Jason M. Francis1, Brooke Olson1, Gerald R. Dickens1, André W. Droxler1, Luc Beaufort2, Thibault De Garidel-Thoron2, Samuel Bentley3, Larry C. Peterson4, and Bradley Opdyke5
1 Rice University, Houston, TX
2 CEREGE - Université Aix-Marseille III, France
3 Louisiana State University, Baton Rouge, LA
4 University of Miami, Rosenstiel School of Marine and Atmospheric Science, Miami, FL
5 Australian National University, Canberra, Australia

The continental margins of the Gulf of Papua and northeastern Australia collectively form the world's largest active tropical mixed siliciclastic-carbonate depositional system where rivers supply large amounts of terrigenous sediment to a shelf with substantial carbonate production. Our MARGINS Source-to-Sink - Gulf of Papua study comprises the first large-scale effort to quantify sediment fluxes on the northern portion of this margin, particularly Ashmore Trough. Over the last 30 kyr, the flux and composition of sediment shed from these margins to surrounding slopes and basins has changed dramatically.
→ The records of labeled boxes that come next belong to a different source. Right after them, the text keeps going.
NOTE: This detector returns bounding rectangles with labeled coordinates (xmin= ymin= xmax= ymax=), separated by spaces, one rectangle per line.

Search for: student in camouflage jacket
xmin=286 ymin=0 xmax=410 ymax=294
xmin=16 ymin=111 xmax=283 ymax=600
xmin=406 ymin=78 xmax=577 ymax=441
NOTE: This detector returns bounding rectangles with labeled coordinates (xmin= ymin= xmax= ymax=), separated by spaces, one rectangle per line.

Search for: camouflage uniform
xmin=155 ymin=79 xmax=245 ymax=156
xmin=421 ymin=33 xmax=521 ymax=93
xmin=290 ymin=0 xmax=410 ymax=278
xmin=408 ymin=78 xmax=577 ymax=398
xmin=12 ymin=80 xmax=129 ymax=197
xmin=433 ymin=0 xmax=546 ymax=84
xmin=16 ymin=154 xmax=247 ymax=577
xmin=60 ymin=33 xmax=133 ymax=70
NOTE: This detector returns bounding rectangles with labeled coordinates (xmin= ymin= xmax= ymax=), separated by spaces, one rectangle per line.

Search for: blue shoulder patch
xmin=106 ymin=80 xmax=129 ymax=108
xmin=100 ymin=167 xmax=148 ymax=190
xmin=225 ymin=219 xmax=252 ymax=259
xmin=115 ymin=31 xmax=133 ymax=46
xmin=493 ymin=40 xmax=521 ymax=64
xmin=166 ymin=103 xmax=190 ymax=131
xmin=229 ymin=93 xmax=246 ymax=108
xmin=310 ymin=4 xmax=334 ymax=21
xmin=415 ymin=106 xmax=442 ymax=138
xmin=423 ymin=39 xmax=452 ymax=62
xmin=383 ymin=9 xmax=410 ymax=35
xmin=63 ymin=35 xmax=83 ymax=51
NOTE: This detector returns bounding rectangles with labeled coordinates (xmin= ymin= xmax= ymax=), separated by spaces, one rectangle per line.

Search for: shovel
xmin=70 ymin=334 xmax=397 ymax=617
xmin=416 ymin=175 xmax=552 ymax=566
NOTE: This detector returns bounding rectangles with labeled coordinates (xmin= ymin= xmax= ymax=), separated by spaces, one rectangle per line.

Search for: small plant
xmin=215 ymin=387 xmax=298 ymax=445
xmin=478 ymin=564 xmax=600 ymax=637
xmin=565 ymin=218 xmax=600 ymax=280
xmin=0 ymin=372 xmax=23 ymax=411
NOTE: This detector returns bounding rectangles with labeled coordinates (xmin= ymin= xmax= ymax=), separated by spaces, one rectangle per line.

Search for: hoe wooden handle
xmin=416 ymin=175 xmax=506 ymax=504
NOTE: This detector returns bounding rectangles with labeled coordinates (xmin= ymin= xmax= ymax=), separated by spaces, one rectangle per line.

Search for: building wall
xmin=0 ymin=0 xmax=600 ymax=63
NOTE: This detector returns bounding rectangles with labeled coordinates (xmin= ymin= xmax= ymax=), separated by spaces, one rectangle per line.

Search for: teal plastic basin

This is not unexpected given the two dominant sediment sources and the large amplitude variations in sea level. Research on slope cores off the northeast Australian margin have demonstrated that, in contrast to reciprocal sedimentation models, siliciclastic sediment accumulation is highest during the late sea level transgression ca. 12-7 ka rather than LGM lowstand ca. 25-18 ka. Our research reveals that cores across the slope of Ashmore Trough also record increased siliciclastic fluxes during the late transgression. Considering the previous work to the south, this appears to be a super-regional phenomenon spanning more than 10° of latitude. Ultimately, by combining core and shallow seismic data, our work will aim to tie siliciclastic sources and sinks from the Fly River to Ashmore Trough.